1

Every day I receive an email with a word document. All text in the document exists in a table in the document. I have hundreds of these word documents (I get one every day). I want to use python to open each document, copy the text that I need, and paste it into an excel document. However, I am getting stuck on the very first part. I can't pull the text from the word document. I am trying to use python-docx module to pull the text, but I can't figure out how to read the text from the tables.

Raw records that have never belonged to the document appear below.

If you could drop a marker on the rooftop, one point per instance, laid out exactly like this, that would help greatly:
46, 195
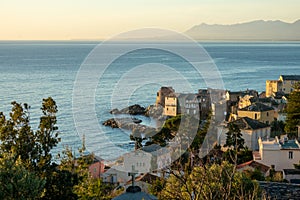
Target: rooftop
291, 171
290, 144
291, 77
258, 107
254, 164
246, 123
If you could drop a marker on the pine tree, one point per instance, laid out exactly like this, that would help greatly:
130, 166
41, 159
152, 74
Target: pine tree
234, 138
293, 111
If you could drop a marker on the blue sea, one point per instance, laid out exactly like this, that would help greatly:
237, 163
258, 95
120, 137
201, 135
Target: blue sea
33, 70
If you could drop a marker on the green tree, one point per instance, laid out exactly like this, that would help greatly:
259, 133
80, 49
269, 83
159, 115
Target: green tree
277, 128
234, 137
33, 148
16, 182
210, 182
293, 112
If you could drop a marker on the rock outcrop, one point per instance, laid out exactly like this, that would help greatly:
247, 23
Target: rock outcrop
138, 130
154, 111
131, 110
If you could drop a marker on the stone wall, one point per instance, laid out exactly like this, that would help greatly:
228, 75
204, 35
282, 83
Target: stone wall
281, 191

I modified a getText module in the python intro book I am reading, but it doesn't seem to work. Am I even on the right track here?

import docx
fullText = []

def getText(filename):
    doc = docx.Document(filename)
    for table in doc.Tables:
        for row in table.Rows:
            for cell in row.Cells:
                  fullText.append(cell.text)
    return '\n'.join(fullText)

Okay, after looking at this other question I have realized that I am actually having a different problem than I thought. I have made changes and have the following code:

import docx
fullText = []

doc = docx.Document('c:\\btest\\January18.docx')
for table in doc.tables:
    for row in table.rows:
            for cell in row.cells:
                  fullText.append(cell.text)
'\n'.join(fullText)

print(fullText)

it is printing out this:

['', '', '', '', '', '', '', '', '', '', '', '', '', '', '', '', '', '', '', '', '', '', '', '', '', '', '', '', '', '', '', '', '', '', '', '', '', '', '', '', '', '', '', '', '', '', '', '', '', '', '', '', '', '', '', '', '', '', '', '', '', '', '', '', '', '', '', '', '', '', '', '', '', '', '', '', '', '', '', '', '', '', '', '', '', '', '', '', '', '', '', '', '', '', '', '', '', '', '', '', '', '', '', '', '', '', '', '', '', '', '', '', '', '', '', '', '', '', '', '', '', '', '', '', '', '', '', '', '', '', '', '', '', '', '', '', '', '', '', '', '', '', '', '', '', '', '', '', '', '', '', '', '', '', '', '', '', '', '', '', '', '', '', '', '', '', '', '', '', '', '', '', '', '', '', '', '', '', '', '', '', '', '', '', '', '', '', '', '', '', '', '', '', '', '', '', '', '', '', '', '', '', '', '', '', '', '', '', '', '', '', '', '', '', '', '', '', '', '', '', '', '', '', '', '', '', '', '', '', '', '', '', '', '', '', '', '', '', '', '', '', '', '', '', '', '', '', '', '', '', '', '', '', '', '', '', '', '', '', '', '', '', '', '', '', '', '', '', '', '', '', '', '', '', '', '', '', '', '', '', '', '', '', '', '', '', '', '', '', '', '', '', '', '', '', '', '', '', '', '', '', '', '', '', '', '', '', '', '', '', '', '', '', '', '', '', '', '', '', '', '', '', '', '', '', '', '', '', '', '', '', '', '', '', '', '', '', '', '', '', '', '', '', '', '', '', '', '', '', '', '', '', '', '', '', '', '', '', '', '', '', '', '', '', '', '', '', '', '', '', '', '', '', '', '', '', '', '', '', '']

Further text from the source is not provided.